In each of those cases, the companies utter platitudes about listening to customers, and indeed most agriculture organizations and companies have gone the same route, frequently talking about the need to listen to consumers (this is a topic I tackle frequently as a speaker).

It seems logical to take this approach, because everyone knows that “the customer is always right.” We vote with our dollars, the saying goes, and if companies don’t listen to us as customers, we’ll vote for a company that does. But that raises the question, do customers really change their purchasing habits based on the types of things activists like Sokolof make a big deal about? If McDonald’s had held fast, would consumers have stopped eating those glorious fries and gone to Wendy’s or Burger King instead?

In other words what would happen if, instead of listening to the handful of really noisy “consumers” who carp about things like saturated fats, or gestation stalls, or GMO labeling… the industries and companies that make up food and agriculture bucked up every now and again and said, “Thanks, but no.”

Perhaps our best test case is Domino’s Pizza, a company that famously told HSUS to buzz off in 2012, when the activist group attempted to bully the pizza chain into adopt a pledge to force pork producers to phase out gestation stalls. What happened to Domino’s after it told one of the biggest bullies on the playground to take a hike? In the six years since, the company’s stock price is up 762%. Domino’s resurgence isn’t a product of telling an animal rights group to lump it, of course, but rather that decision was a product of clear-headed leadership that said, in essence, that customers who wanted cheap pizza delivered quickly probably didn’t care much about how the sausage on that pizza was produced back on the farm.

By Corpse Reviver [GFDL (http://www.gnu.org/copyleft/fdl.html) or CC BY 3.0 (https://creativecommons.org/licenses/by/3.0)], from Wikimedia CommonsPeople looking to buy pizza and have it delivered to their home at supper time aren’t thinking about sow housing – they’re concerned about things like taste, cost and convenience, what I think of as the holy trinity of food purchasing. Likewise, I think customers of fast-food hamburger chains don’t really care about saturated fat content – they want to order off the value menu and get piping hot fries that are crispy on the outside, and full of pillowy potato goodness on the inside. Whole Food shoppers might worry about pseudo-scientific mumbo-jumbo… McDonald’s customers, probably not so much.

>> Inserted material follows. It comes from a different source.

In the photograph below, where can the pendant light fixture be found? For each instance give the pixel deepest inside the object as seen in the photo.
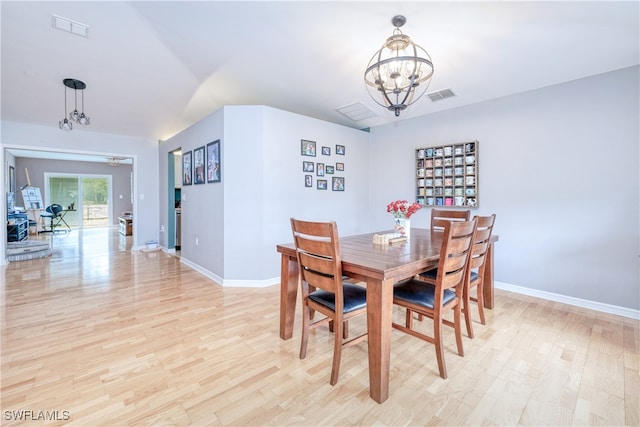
(400, 72)
(65, 124)
(75, 116)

Domino’s knew what it needed to do to get on top of the pizza game, and it is executing that strategy extremely well. McDonald’s, meanwhile, has struggled with relevance and tried everything imaginable over the past decade to grow its business, from all-day breakfast (smart move) to a variety of “better burger” offerings attempting to put it on par with chains like SmashBurger or Five Guys. Along the way, it’s seemingly forgotten what made it great in the first place: a consistently tasty product, at a reasonable price, served as quickly as possible.

Maybe all the company really needs to do is start frying fries in beef tallow again.